Update MD-DDL to a new release later:
git submodule update --remote .md-ddlyour-project/
.md-ddl/ ← submodule (this repo)
.github/agents/ ← Copilot agent wrappers (Copilot users)
.claude/commands/ ← Claude slash commands (Claude users)
domains/
customer/
domain.md
entities/
products/
sources/
salesforce-crm/
source.md
transforms/
Five reference domains at increasing complexity:
| Example | Focus | Complexity |
|---|---|---|
| Simple Customer | Minimal — one domain, three entities, one event | Starter |
| Financial Crime | AML/KYC/CTF — BIAN alignment, 15+ entities, sources, products, generated artifacts | Intermediate |
| Healthcare | FHIR R4 — HIPAA governance, source transforms, knowledge-graph product | Intermediate |
| Telecom | TM Forum ODA — PCI-DSS, associative entities, new relationship types, dimensional product | Advanced |
| Retail Sales + Retail Service | Bounded Context — two greenfield domains defining Customer differently, cross-domain Customer 360 | Advanced |
The feature coverage matrix maps every spec feature to the example that demonstrates it.

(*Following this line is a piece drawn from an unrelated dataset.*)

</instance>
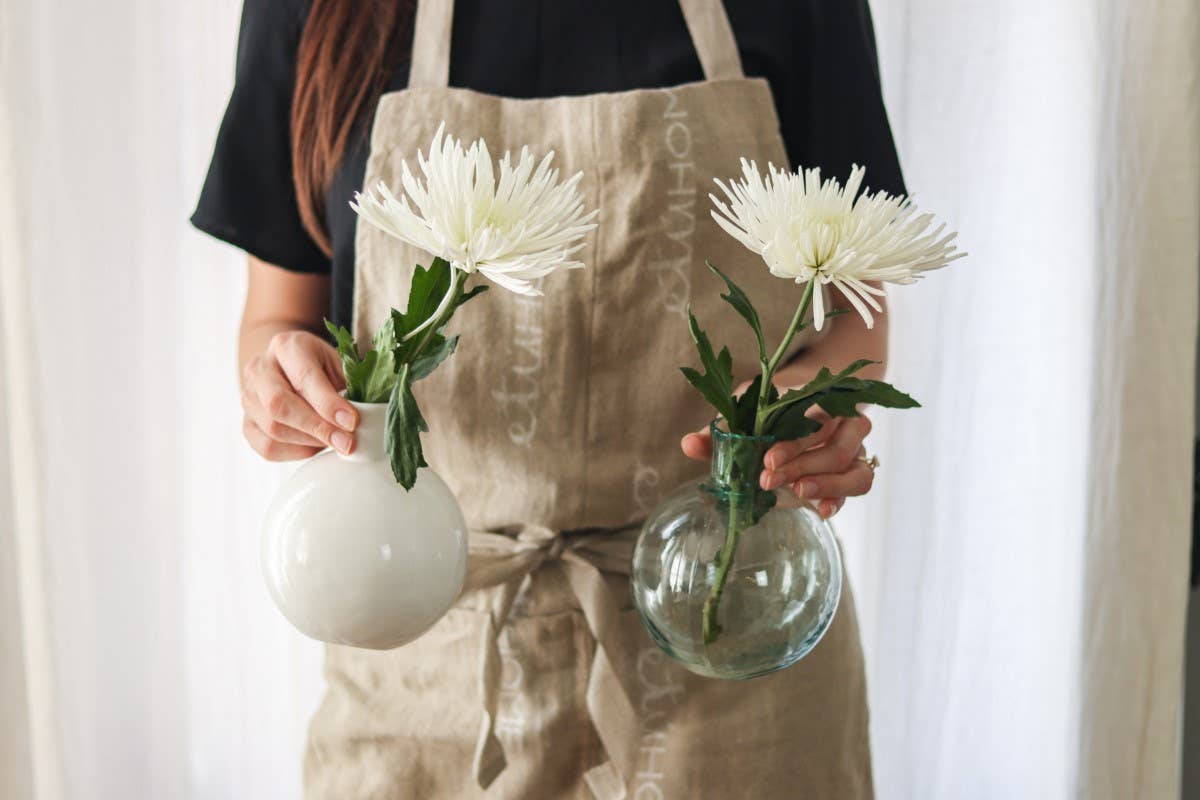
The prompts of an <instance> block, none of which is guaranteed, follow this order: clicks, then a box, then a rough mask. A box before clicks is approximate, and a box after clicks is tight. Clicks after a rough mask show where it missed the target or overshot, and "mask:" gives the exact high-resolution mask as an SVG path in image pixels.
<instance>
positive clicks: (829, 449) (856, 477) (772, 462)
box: [680, 407, 875, 518]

md-ddl-specification/ Normative standard
1-Foundation.md Start here to understand the model
2-Domains.md … 10-Adoption.md
MD-DDL-Complete.md Single-file version for AI context windows
agents/ Canonical agent prompts and skills
agent-guide/ Learning companion and navigator
agent-ontology/ Domain modelling and source mapping
agent-artifact/ Physical schema generation
agent-architect/ Architecture philosophy, data product design, ODPS
agent-governance/ Standards conformance and compliance auditing
examples/ Reference examples
Simple Customer/
Financial Crime/
Healthcare/
Telecom/
Retail Sales/
Retail Service/
references/ Architecture and industry reference data
industry_standards/ BIAN, FHIR, TM Forum reference datasets
architecture/ Data Autonomy blog series, external references, Mermaid diagrams
This work is licensed under a Creative Commons Attribution 4.0 International License.